Capacidade de resposta e efeitos imediatos
A tropa de 94 militares opera com 24 meios, entre viaturas especializadas, tratores e retroescavadeiras, priorizando mobilidade e segurança. O objetivo é desobstruir vias, estabilizar acessos e acelerar o apoio às áreas consideradas mais críticas.
Com apoio de drones aptos a voar sob mau tempo, as equipes realizam observação aérea e mapeamento rápido. As imagens orientam a priorização de rotas, a avaliação de riscos e a proteção de moradores em regiões de acesso difícil e de maior vulnerabilidade.
Integração institucional e histórico de prontidão
A atuação ocorre integrada à Defesa Civil.
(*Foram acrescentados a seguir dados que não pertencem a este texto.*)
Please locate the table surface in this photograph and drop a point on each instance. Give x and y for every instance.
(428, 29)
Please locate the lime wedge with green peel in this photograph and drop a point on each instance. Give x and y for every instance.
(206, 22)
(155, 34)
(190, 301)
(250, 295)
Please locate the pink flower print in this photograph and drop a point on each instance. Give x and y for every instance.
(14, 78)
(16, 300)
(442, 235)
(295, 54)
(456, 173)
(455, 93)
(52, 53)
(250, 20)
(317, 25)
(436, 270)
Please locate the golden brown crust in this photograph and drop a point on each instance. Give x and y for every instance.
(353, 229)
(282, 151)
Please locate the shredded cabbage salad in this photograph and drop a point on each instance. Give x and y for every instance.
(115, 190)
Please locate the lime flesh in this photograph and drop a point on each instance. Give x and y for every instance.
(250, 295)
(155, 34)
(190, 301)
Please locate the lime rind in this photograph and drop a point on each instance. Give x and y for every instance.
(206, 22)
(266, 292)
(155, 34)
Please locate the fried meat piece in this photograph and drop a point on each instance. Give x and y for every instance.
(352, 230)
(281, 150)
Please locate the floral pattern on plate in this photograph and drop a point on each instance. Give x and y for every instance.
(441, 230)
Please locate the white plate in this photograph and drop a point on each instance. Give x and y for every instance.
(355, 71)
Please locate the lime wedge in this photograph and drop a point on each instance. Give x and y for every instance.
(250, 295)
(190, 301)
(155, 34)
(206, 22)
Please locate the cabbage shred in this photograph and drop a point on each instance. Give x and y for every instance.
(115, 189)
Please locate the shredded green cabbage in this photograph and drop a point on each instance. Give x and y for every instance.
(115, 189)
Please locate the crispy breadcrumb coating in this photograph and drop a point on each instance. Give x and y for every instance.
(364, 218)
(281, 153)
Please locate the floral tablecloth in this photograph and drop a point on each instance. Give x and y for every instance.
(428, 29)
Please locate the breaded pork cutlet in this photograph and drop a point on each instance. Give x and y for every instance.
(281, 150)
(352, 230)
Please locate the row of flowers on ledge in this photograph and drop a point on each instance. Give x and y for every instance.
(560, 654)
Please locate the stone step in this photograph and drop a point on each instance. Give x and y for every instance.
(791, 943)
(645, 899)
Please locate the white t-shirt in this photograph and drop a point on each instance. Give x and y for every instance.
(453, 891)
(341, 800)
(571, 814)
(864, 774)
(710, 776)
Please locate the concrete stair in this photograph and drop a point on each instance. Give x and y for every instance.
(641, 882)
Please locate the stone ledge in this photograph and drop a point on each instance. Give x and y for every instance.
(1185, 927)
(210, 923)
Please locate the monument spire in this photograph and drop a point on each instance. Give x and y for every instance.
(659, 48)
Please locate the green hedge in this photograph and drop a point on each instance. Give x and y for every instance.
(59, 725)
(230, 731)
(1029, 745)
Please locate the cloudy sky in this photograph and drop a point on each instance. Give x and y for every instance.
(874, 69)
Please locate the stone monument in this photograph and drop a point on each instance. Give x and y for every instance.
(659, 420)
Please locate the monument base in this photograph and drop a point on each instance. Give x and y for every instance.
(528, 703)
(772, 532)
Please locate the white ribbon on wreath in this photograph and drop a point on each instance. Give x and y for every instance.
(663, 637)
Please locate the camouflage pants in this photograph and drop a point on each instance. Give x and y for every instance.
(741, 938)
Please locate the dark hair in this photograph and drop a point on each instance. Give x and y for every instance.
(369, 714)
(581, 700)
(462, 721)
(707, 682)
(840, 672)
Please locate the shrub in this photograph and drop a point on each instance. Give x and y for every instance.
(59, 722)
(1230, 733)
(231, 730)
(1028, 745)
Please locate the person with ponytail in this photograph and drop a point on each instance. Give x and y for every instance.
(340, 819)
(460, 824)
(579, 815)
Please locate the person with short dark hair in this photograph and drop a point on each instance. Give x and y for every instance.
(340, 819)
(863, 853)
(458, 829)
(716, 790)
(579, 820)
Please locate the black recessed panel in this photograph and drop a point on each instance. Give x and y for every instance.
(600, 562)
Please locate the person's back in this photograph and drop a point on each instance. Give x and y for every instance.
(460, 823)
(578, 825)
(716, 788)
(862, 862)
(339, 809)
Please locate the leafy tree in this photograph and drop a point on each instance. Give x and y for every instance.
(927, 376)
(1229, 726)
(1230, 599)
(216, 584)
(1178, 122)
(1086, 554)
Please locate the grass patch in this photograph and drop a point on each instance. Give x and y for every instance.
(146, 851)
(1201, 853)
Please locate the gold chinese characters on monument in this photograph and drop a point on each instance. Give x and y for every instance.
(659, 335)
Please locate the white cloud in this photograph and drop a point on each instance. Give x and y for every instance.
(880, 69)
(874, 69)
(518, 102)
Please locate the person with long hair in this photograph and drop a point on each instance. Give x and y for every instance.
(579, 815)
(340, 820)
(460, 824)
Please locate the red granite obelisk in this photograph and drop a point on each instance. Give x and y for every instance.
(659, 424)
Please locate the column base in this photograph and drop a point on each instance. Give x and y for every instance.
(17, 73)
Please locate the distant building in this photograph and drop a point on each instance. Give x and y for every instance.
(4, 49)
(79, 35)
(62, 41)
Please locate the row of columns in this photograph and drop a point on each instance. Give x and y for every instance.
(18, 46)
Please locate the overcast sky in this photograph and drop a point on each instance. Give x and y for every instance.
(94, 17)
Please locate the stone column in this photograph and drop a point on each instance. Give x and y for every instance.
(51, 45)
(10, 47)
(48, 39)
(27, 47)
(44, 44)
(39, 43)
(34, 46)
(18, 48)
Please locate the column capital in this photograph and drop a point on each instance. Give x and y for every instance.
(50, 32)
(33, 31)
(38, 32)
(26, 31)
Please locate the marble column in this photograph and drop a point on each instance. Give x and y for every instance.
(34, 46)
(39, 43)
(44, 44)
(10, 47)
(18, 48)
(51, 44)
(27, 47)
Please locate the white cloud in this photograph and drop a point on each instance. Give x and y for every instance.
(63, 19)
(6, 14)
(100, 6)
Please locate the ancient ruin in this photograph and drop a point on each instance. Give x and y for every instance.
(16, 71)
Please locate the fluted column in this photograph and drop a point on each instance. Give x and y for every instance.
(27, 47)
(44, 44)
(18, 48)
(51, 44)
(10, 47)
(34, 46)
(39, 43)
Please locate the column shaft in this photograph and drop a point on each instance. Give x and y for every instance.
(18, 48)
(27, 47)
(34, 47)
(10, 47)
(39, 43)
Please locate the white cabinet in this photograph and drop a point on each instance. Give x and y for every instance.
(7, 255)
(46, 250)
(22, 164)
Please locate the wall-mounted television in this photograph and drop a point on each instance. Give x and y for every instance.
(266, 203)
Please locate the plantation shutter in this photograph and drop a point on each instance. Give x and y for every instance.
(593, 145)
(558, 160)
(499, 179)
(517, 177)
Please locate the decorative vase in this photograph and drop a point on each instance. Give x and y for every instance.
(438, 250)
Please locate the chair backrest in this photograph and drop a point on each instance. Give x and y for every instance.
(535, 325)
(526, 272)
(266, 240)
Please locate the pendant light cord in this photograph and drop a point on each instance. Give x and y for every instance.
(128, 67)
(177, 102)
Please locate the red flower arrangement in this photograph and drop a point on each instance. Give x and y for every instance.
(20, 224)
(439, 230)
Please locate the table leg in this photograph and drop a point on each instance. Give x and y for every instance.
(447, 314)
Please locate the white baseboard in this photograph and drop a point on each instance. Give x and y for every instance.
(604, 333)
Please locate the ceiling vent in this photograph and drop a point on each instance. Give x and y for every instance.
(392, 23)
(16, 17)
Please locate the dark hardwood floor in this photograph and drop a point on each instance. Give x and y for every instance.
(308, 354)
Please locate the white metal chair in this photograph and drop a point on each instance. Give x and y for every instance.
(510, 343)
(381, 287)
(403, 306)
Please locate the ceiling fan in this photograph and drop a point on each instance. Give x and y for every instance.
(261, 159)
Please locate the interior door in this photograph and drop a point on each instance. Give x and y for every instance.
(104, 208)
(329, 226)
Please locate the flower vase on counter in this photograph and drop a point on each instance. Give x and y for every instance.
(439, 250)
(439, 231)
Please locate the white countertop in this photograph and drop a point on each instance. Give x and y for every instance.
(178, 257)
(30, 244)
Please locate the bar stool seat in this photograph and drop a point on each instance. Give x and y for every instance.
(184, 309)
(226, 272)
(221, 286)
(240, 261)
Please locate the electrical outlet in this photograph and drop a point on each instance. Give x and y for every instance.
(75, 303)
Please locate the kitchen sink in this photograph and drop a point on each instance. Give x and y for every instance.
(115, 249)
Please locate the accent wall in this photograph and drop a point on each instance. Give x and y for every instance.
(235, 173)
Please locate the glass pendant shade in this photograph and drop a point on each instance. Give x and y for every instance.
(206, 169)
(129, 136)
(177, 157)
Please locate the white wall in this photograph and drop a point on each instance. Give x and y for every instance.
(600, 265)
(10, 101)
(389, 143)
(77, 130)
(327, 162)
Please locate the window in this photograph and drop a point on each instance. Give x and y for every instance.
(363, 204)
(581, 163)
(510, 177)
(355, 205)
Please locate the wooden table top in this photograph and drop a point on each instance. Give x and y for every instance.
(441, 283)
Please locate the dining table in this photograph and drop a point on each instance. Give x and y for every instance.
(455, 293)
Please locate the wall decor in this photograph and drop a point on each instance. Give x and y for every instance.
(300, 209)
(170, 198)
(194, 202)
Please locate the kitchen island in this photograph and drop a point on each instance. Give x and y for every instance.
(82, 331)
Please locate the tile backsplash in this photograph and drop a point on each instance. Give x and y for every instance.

A FRIDA, ativada em dezembro, mantém prontidão permanente e treinamento específico para enchentes, deslizamentos e colapso de infraestrutura, oferecendo resposta técnica e logística a autoridades estaduais e municipais.
O histórico da Marinha em desastres inclui Nova Friburgo em 2011, Petrópolis, o litoral norte de São Paulo em São Sebastião e o Rio Grande do Sul. Essas missões consolidaram doutrina, protocolos e coordenação interagências, elevando a capacidade operacional.
Impacto direto para moradores e serviços essenciais
O foco imediato é o apoio humanitário, com retirada de detritos, recomposição de vias e restabelecimento de acessos, reduzindo riscos e restituindo a circulação de pessoas e insumos nas comunidades atingidas de Cantagalo e Porciúncula.
As equipes estão baseadas na Escola Municipal Elestar Caetano Mendes, em Euclidelândia, que funciona como ponto de comando e alojamento. Dali partem patrulhas de engenharia e logística, garantindo ritmo contínuo e envio de recursos essenciais às áreas afetadas.
Próximos passos e desdobramentos esperados
Nos próximos dias, o emprego seguirá a evolução do quadro meteorológico, com monitoramento por drones, checagem de barreiras e reabertura de rotas prioritárias. A coordenação com estados e municípios tende a orientar o escalonamento dos esforços.
A frequência de eventos extremos reforça o papel estratégico das Forças Armadas na resiliência nacional. A experiência acumulada orienta investimentos em prevenção, preparação e resposta, reduzindo danos, protegendo vidas e fortalecendo a segurança humana.